Drink: Shield and Friend

Ratings:
Strength: 1/5 (sling)
Skill: 4/5 (foreign legion)
Rank: 4/5 (knight of the realm)

[ingredients:]

  • delicious Flemmish food
  • friends
  • the element of surprise

[preparation:]

  1. Invite some friends over with an offer of delicious Belgian chocolates, Trappist Ales, pommes frites, and steamed mussels.
  2. While their mouths are full, ask them to say “Shield and Friend” five times fast.
  3. Punch the face of those who are unable to do so.
  4. Wait in the bushes for their friends to come to your house, jump them, and steal their watches/earrings.

Background

Not a people known for fighting

Not a people known for fighting

Flanders, the Dutch/Flemish-speaking part of Belgium, has seen its fair share of major battles.  Waterloo, Ypres, and the Battle of the Bulge, to name a few.  One trait common to these battles is that they involved peoples other than the Flemish fighting for control of Europe.  Historically, Europe has used Flanders as its sandlot, a convenient rallying place for Great Powers to play games of Kick the Can for neighborhood bragging rights.  The Battle of the Golden Spurs, in 1302, is a notable instance of the Flemmish reppin’ in their own hood.

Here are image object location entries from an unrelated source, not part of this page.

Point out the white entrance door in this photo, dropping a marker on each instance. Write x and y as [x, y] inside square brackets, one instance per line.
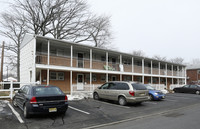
[80, 82]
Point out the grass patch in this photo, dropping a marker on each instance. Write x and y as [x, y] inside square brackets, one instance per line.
[4, 93]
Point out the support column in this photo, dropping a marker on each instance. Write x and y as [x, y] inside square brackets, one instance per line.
[90, 79]
[71, 88]
[178, 81]
[40, 76]
[178, 71]
[71, 64]
[106, 60]
[151, 67]
[90, 58]
[106, 66]
[47, 76]
[120, 58]
[132, 65]
[48, 58]
[185, 76]
[106, 77]
[143, 71]
[159, 68]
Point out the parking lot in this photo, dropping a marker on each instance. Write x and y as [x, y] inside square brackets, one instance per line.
[89, 113]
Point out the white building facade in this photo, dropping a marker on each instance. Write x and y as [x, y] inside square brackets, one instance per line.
[76, 67]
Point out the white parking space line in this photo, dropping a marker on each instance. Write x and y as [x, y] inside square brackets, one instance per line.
[150, 102]
[79, 110]
[170, 100]
[178, 97]
[16, 113]
[112, 104]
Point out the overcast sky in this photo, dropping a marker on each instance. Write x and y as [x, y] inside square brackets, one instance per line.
[169, 28]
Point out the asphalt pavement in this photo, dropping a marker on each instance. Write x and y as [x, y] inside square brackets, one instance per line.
[173, 112]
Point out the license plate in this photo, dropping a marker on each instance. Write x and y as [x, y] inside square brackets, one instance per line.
[52, 109]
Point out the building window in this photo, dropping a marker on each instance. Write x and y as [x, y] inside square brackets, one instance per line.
[60, 76]
[53, 51]
[57, 76]
[103, 58]
[103, 78]
[60, 52]
[94, 78]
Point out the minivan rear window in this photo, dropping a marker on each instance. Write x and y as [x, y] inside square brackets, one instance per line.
[47, 91]
[138, 86]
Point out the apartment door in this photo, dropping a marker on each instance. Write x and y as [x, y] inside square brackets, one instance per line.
[80, 82]
[113, 78]
[80, 60]
[114, 63]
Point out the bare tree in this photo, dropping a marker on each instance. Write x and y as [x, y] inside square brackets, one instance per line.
[177, 60]
[13, 28]
[98, 30]
[157, 57]
[196, 61]
[63, 19]
[138, 53]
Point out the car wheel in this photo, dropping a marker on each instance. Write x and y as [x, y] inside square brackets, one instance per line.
[14, 102]
[26, 112]
[151, 97]
[63, 112]
[122, 101]
[175, 91]
[96, 96]
[197, 92]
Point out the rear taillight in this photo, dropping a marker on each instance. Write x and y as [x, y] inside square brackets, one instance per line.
[132, 93]
[66, 98]
[33, 100]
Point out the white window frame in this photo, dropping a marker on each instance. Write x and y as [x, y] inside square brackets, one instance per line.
[57, 76]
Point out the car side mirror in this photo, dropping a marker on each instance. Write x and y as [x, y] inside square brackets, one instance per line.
[19, 91]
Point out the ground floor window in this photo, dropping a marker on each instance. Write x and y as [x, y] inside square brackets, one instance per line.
[57, 76]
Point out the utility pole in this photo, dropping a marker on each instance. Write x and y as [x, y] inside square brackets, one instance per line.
[2, 57]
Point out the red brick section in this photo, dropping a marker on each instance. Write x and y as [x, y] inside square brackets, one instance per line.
[193, 76]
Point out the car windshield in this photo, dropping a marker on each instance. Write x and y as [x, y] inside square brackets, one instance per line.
[46, 90]
[138, 86]
[149, 87]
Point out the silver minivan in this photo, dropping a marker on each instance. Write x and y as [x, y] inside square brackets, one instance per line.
[123, 92]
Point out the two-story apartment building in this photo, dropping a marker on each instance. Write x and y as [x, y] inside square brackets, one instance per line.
[193, 74]
[75, 67]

It is also, incidentally, one of history’s great examples of the military application of tongue twisters.  Not since the days of cavemen have a few men wrung so much mileage out of a few key words.

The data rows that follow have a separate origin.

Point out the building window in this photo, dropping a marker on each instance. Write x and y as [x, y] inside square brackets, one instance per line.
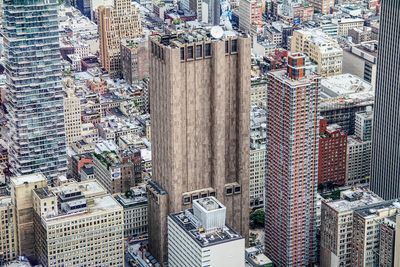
[190, 52]
[207, 51]
[199, 51]
[234, 46]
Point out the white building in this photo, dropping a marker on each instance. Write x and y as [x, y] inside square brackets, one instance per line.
[199, 237]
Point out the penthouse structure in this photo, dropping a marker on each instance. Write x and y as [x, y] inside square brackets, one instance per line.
[199, 237]
[342, 96]
[292, 163]
[200, 101]
[117, 22]
[321, 48]
[35, 116]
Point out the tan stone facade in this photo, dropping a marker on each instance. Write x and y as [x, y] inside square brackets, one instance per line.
[118, 22]
[200, 99]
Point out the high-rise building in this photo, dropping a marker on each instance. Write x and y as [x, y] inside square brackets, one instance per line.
[72, 113]
[117, 22]
[292, 163]
[200, 106]
[34, 91]
[321, 48]
[322, 6]
[199, 237]
[331, 154]
[8, 231]
[385, 170]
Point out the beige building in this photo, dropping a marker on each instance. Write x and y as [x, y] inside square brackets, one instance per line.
[117, 22]
[336, 229]
[21, 192]
[72, 117]
[78, 224]
[200, 101]
[344, 25]
[322, 6]
[321, 48]
[8, 231]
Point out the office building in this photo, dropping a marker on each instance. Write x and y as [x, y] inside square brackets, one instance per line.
[72, 121]
[258, 152]
[77, 224]
[322, 6]
[199, 237]
[387, 241]
[117, 22]
[342, 96]
[366, 232]
[331, 154]
[21, 192]
[200, 134]
[8, 231]
[361, 60]
[36, 135]
[292, 163]
[134, 202]
[385, 172]
[321, 48]
[337, 225]
[134, 59]
[118, 172]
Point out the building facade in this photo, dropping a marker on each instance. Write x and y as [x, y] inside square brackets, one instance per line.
[34, 91]
[201, 238]
[292, 163]
[331, 154]
[117, 22]
[200, 105]
[385, 172]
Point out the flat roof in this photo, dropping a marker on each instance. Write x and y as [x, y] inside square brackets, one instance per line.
[29, 178]
[189, 223]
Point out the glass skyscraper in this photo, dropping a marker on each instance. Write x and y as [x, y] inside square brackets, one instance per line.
[385, 161]
[34, 91]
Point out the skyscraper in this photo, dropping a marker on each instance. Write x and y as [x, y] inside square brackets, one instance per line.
[385, 167]
[200, 113]
[34, 91]
[117, 22]
[292, 162]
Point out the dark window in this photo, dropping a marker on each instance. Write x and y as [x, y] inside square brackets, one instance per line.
[199, 51]
[190, 52]
[207, 51]
[234, 46]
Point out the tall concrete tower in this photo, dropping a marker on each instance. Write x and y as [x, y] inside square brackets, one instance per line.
[200, 115]
[385, 161]
[34, 91]
[292, 164]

Say our names three times fast, or we'll clobber you and take your mammoth.

Say our names three times fast, or we'll clobber you and take your mammoth.

Several inopportune circumstances coincided to bring out the Flemmish fighting spirit.  France had officially added Flanders to its crown lands in 1297, but had not really done anything about it except update its maps.  At the same time, the Bruges wool brokers’ traditional monopoly on wool importation from England was being threatened by English King, “Factory Direct” Edward I, who was trying to bypass the Flemish merchants.  The Flemish appealed to French King Philip the Fair to protect their monopoly.  The French crown responded by garrisoning troops in Bruges and suppressing the wool guilds.

Had they known there is nothing to do in Bruges, the soldiers might not have come.

Had they known there is nothing to do in Bruges, the soldiers might not have come.

Objecting to being kicked out of their homes, a band of local militia crept back into town on the night of May 18th, 1302 and slaughtered the French soldiers in their beds.  To identify the occupying French (everyone looked the same in their stocking caps and  English-wool onesies), the militia asked their victims to pronounce a phrase very difficult for the French to say: “schild en vriend” which means “shield and friend.”  Only the leader of the French garrison (who was a big Rosetta Stone user) and a handful of others escaped with their lives.  A few native Flemmish who slept with retainers in their mouths were also killed accidentally.

As could be expected, the French were upset.  France was an imposing continental power, and things like this just didn’t happen to the glorious French military (not yet anyway).  King Philip sent 8,000 professional knights, infantry and crossbowmen into Flanders to punish the uppity wool merchants.  The Flemmings (yes, that is a correct name for them) brought out 3,000 men-at-arms from Bruges and another 5,500 from farther afield.  Despite being armed mainly with pointy sticks called Goedendag, the Flemmings made excellent tactical decisions.  They met the French in a field littered with trees, steams and ditches, making life difficult for the well-armored, and extremely heavy, French cavalry.

The two sides clashed on July 11th, 1302.  The French infantry was on the verge of breaking the Flemmings when the French commander Robert of Artois called them back so the cavalry could sweep in and claim victory (the infantry needed one more win to trigger an expensive vesting option in their contract for 1303).  French servants had been filling the streams and ditches with wood to help support the knights, but Robert did not wait for them to finish.  He sent the cavalry forward.  The knights were slaughtered by the mobile Flemmish infantry as the heavy horses and soldiers sank into the marshy ground.

 

My trusty cheval Jean-Luc-The-Horse and I are unstoppable! Now pull us out of this mud. Chop chop.

My trusty cheval Jean-Luc-The-Horse and I are unstoppable! Now pull us out of this mud. Chop chop.

The battle turned into a rout, and the Flemmish pursued the French over ten kilometers.  Not in the mood to deal with captives, the Flemmish killed a lot of extremely high-ranking French officers and noblemen, including Robert of Artois and the French-appointed Governor of Flanders.  At least a thousand French knights were killed, from whom the Flemmish gathered golden spurs as trophies of their victory (and tons of xp).  Those spurs gave the battle its name.